Where have I been?
Sillies, I went and saw the Queen. She said my hands are purfickly clean.
No, not really. But there have been some enormous changes. Olive is currently on hiatus from Keshet and is attending a six week long, two hours a day intensive program of one on one speech therapy. She usually sees two therapists a day, back to back. It is exhausting and I'm only watching. Thus far, day three, Olive loves it -- loves the attention, loves having the focus on her, and has deemed these therapists worthy of seeing her perform the real signs for more and eat and all done, which she has known for ages but refused to use because... because she's been to London and the Queen says her hands are purfickly clean. That's as good a way to explain it as any.
It's not hard to see why all this would be tiring for the therapists and tiring for Olive, but why am I so tired? Because I've done this before. With apologies to Ford Maddox Ford, this is the saddest story I have ever heard:
Once upon a time there was an autistic little girl and a speech therapist. This little girl, though completely nonverbal, looked as if she might be about to speak at any moment. She was oddly present for a child with no words.
Initially the therapist saw rapid progress. This was really happening: signs and gestures and clear evidence that this child understood spoken language fluently! Now this therapist had been well-trained, but she could not help getting ahead of herself and imagining the future for this child: the words were right there, just waiting to come out. The therapist felt as if she were close enough to Temple Grandin's cowboy shirt to touch it.
But right there is where those words stayed. Weeks went by, maybe months, and though the therapist kept showing up, kept working hard, something was missing. The sound of the therapist's carefully muffled sigh was so subtle that you'd have to be autistic to hear it.
Like the little girl.
Soon, the little girl stopped making progress. She replaced signs with what was genteelly called "behaviors." Therapy had to be curtailed, a new therapist found. A change of venue, a change of time-slot, a change of medication. Sometimes, all of the above.
Because she's mine, I walk the line between hope and wariness. Between skipping and plodding. Between plodding and pacing. Between pacing and sleeping.
Off the top of my head, Olive and I have done this particular dance seven times. What is different this time?
Olive is a little different. There seems to be a slight opening of the valves, a faint interest in that emperor kneeling upon her mat. And this program's method: always at least two different therapists a day and no dreaded PECS (Olive never did see any reason to learn any picture beyond the Dove Bar and the Bubbles).
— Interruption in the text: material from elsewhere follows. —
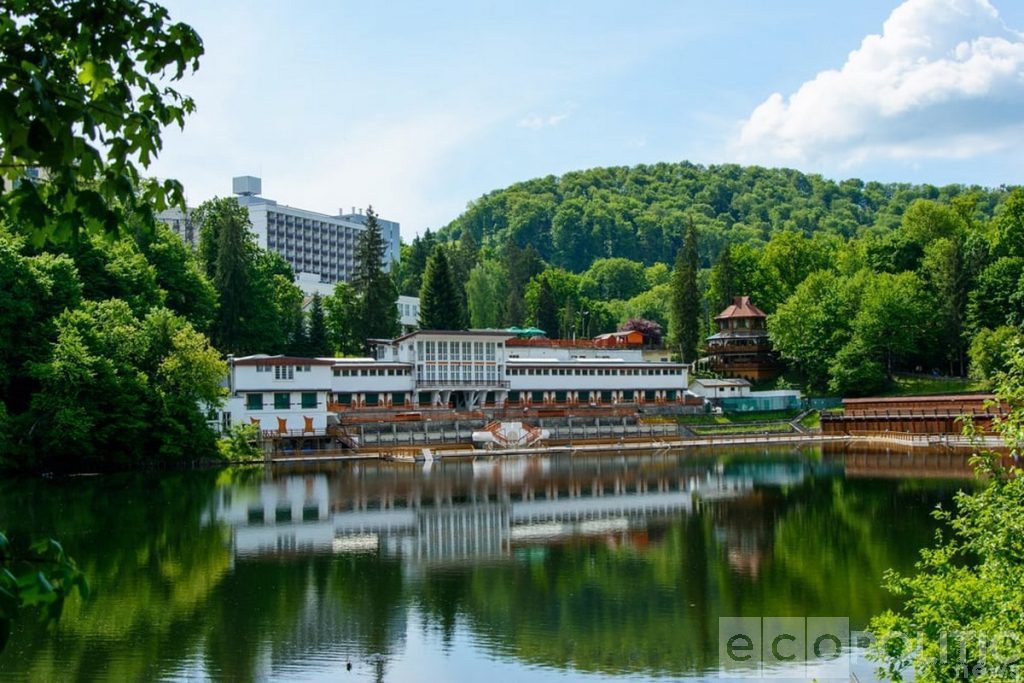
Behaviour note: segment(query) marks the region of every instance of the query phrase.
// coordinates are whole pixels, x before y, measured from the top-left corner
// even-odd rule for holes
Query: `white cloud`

If a therapist is subtly fighting herself to keep from losing heart, it's time for Olive to go to the next activity and the next therapist in the next room. I feel....no, I think there is reason to believe Olive will complete this program with moderate to possibly significant gains in language.
I can't call on you all at once, but I do have time for a few questions.
Reader 47: The ending of the story feels a little forced.
Reader 56: No, it's ambiguous.
Reader 131: It feels unnatural because it doesn't match the rest of the story.
(The three readers all nod in agreement. Briefly, they talk among themselves. The ending doesn't match. Why doesn't it match?)
Reader 156: It's too optimistic.
All fall silent, because these are the kindest and smartest of readers and they realize at once why the story has to end this way.
It has to end this way because it is not a story.